Today’s media landscape is overflowing with podcasts, which makes sense given how easy it is to make, access and listen to them. But there is one that stands out as the kingpin podcast, the elite high watermark of a what an audio experience should be — Serial.

Serial came onto the scene in 2014 before the podcast revolution was in full swing. Hosted by Sarah Koenig, a journalist with the kind and velvety voice I want narrating the inner dialogue in my brain, its inaugural season told a compelling narrative of the 1999 murder case of high school senior Hae Min Lee in Baltimore County, whose ex-boyfriend, Adnan Syed, was sentenced to life in prison for the murder.

“Contrary to what we thought, people … do have patience for journalism that takes its time,” Koenig said in her Peabody award acceptance speech for season one. “They like complicated stories about complicated people who do complicated things.”

While seasons one and two of Serial dealt with specific individuals dealing with unique circumstances, the third season aims to deal with the complicated nature of the criminal justice system at large. The six episodes that have run so far have done just that. Koenig and her team chose to examine Cleveland, a city that granted them unprecedented access to record in the courtroom and behind closed doors.

Though season three does not deal with the thrilling drama of an unsolved teenage murder case where Koenig reads from the deceased’s diary to gain clues (yes, that happened in season one), it does provide powerful insight into a system that many Americans willfully ignore if they are not caught up in it.

I spent a few days this summer in courthouses shadowing an attorney, and can attest that proximity affects your perspective on the criminal justice system. Sitting on those hard wooden benches in the gallery let me see the complicated — and sometimes shocking — nature of legal proceedings that is too often ignored by the public outside of the building. This is what Serial gives its listeners: a seat inside the courtroom.

Season three lets you listen in on attorneys negotiating plea deals, judges delivering harsh lectures followed by sentencing and family members discussing the emotional weight of the process. Koenig discusses the infamous case of Tamir Rice, a 12-year-old boy who was shot and killed by a Cleveland police officer, allowing both sides to speak their peace.

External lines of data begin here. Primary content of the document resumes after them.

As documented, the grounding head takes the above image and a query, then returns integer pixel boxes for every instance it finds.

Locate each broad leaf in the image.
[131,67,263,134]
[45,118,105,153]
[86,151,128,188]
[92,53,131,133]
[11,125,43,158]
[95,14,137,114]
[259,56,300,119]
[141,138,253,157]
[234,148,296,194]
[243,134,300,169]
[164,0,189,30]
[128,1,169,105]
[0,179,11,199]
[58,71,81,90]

The 12 episodes in season one examined Syed’s alleged involvement in a dramatic fashion, examining every element, but ultimately leaving Koenig unable to say for certain whether or not he committed the crime. However, Serial isn’t looking at one specific case anymore; it’s looking at the whole picture in season three.

“I don’t think we can understand how the criminal justice system works by interrogating one extraordinary case,” Koenig says in the trailer for this season. “Ordinary cases are where we need to look.”

New episodes of Serial are released every Thursday.